Da parte do presidente Jair, alimentando um discurso contraditório e raivoso, relativizando o valor da existência das pessoas com idade acima de 60 anos (essas poderão morrer porque não farão falta), causando desinformação pública propositalmente, passeando pelas ruas de Brasília e arredores, promovendo aglomeração social, além de adotar uma postura belicista de confronto aberto contra os governadores e prefeitos que responsavelmente estão seguindo as orientações da Organização Mundial de Saúde (OMS) além de buscarem retirar um aprendizado prático das experiências de enfrentamento do vírus por parte da comunidade internacional.
Da parte do banqueiro Guedes, uma mesquinhez, que lhe é típica, e uma desumanidade na liberação dos recursos para a defesa da vida dos cidadãos e cidadãs brasileira. Em 22 de março Guedes propôs um mísero “voucher” de R$200,00 (duzentos reais) mensais para o imenso contingente de trabalhadores informais, cerca de 25 milhões de pessoas. Coube à Câmara dos Deputados elevar o valor para R$600,00 (seiscentos reais), três vezes mais que a proposta original de Guedes. É muito importante analisarmos isso. Que motivações reais levam Jair e Guedes a agirem assim?

 

O segundo fato relativo ao dia de ontem deu-se num telefonema com meu filho Guilherme, que mora no Japão. Diante dessa descompostura do governo brasileiro, ele me informou que as autoridades japonesas colocaram o Brasil no nível de RISCO 3 (numa escala que vai de 1 a 3), ou seja risco máximo em relação à pandemia covid-19.
O neurocientista brasileiro Miguel Nicolelis já havia acusado o governo federal brasileiro pela ausência de uma visão multidimensional dessa pandemia em um mundo interconectado, ao insistir em qualificar a pandemia como uma “gripezinha” ou “resfriadinho”, subestimando um fenômeno que se apresenta como a maior crise sanitária dos últimos anos. Segundo Nicolelis, algo que dificulta bastante o desenvolvimento de uma visão multidimensional é o fato de membros deste governo serem refratários ao conhecimento científico e afinados com o fundamentalismo religioso, a partir do presidente Jair em suas “lives” e pronunciamentos na TV, denotando total despreparo, motivo de chacota da comunidade internacional.

 

A complexidade da crise contempla um problema que já se avoluma desde 2008, quando empresas como a General Motors e o Banco Lehman Brothers vieram à bancarrota.
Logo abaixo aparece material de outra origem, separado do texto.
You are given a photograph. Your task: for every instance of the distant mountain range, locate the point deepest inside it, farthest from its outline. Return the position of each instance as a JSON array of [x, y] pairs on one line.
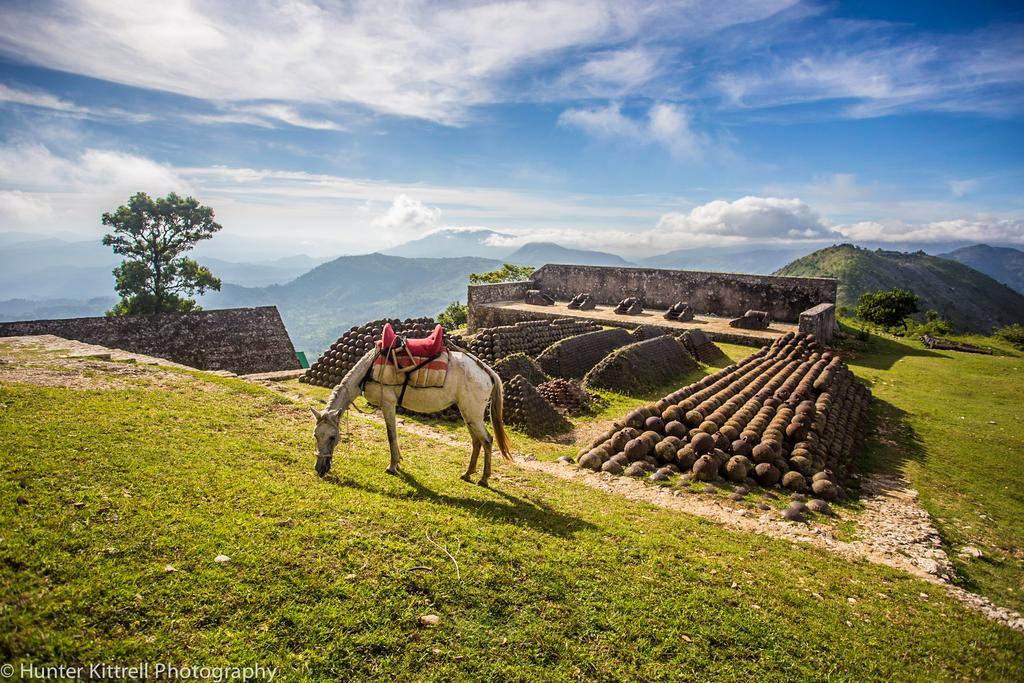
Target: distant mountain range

De acordo com diversos institutos internacionais de análises financeiras, a proporção da dívida global em relação ao produto interno bruto mundial (riqueza real) atingiu uma marca histórica de mais de 322%, num total em 2019 de quase 253 trilhões de dólares. Isso é particularmente preocupante porque grande parte do acúmulo dessa dívida não é com hipotecas de pessoas físicas, como ocorreu em 2008. Agora a dívida é de corporações empresariais. Com o crescimento global reduzido, essas empresas auferem ganhos menores trazendo como consequência maiores dificuldades em honrar suas dívidas. O corona vírus 19 só vem aumentar algo que já está posto desde há muito tempo: o risco extraordinário de inadimplências a nível mundial.
Nunca é demais relembrar que a depressão de 1929, com a enormidade de falências bancárias e de milhares de famílias, gerou uma guerra mundial. Desde então o setor bancário foi obrigado pela imposição dos estados nacionais a se transformarem em um negócio de baixo risco e de suporte para a produção de riquezas reais. Mas a partir dos anos 1970, com o avanço voraz do neoliberalismo na política mundial, os donos do dinheiro implementaram diversas reformas desregulamentando as obrigações da atividade bancária, abrindo novamente o caminho para as crises financeiras como a da dívida externa da América Latina, nos anos 1980, as crises imobiliárias dos anos 1990, e a grande crise de 2008.

 

Baseado nas lições do economista Herb Stein (1916-1999), conselheiro de Richard Nixon, “se algo não continuar para sempre, então vai parar”. Logo, o problema vai começar de verdade depois que o corona vírus estiver controlado. Depois do “crash”, como o setor privado não estará em condições de assumir mais dívidas ou de consumir com a mesma voracidade de antes, será preciso intervenções governamentais violentas, muito mais além dos estímulos atuais, para substituir a queda de demanda privada. Um mundo mais equilibrado seria um mundo bem diferente daquele que nós conhecemos. Seria um mundo com menos dinheiro correndo solto, um mundo com menos empréstimos, menos crescimento, menos riqueza. Aí a crise sistêmica do capitalismo mostrará sua cara mais uma vez, em proporções bem maiores do que em 2008. O mundo conseguirá se reconfigurar pacificamente em uma nova ordem mundial equilibrada? Ou haverá uma nova guerra mundial? Em que proporções?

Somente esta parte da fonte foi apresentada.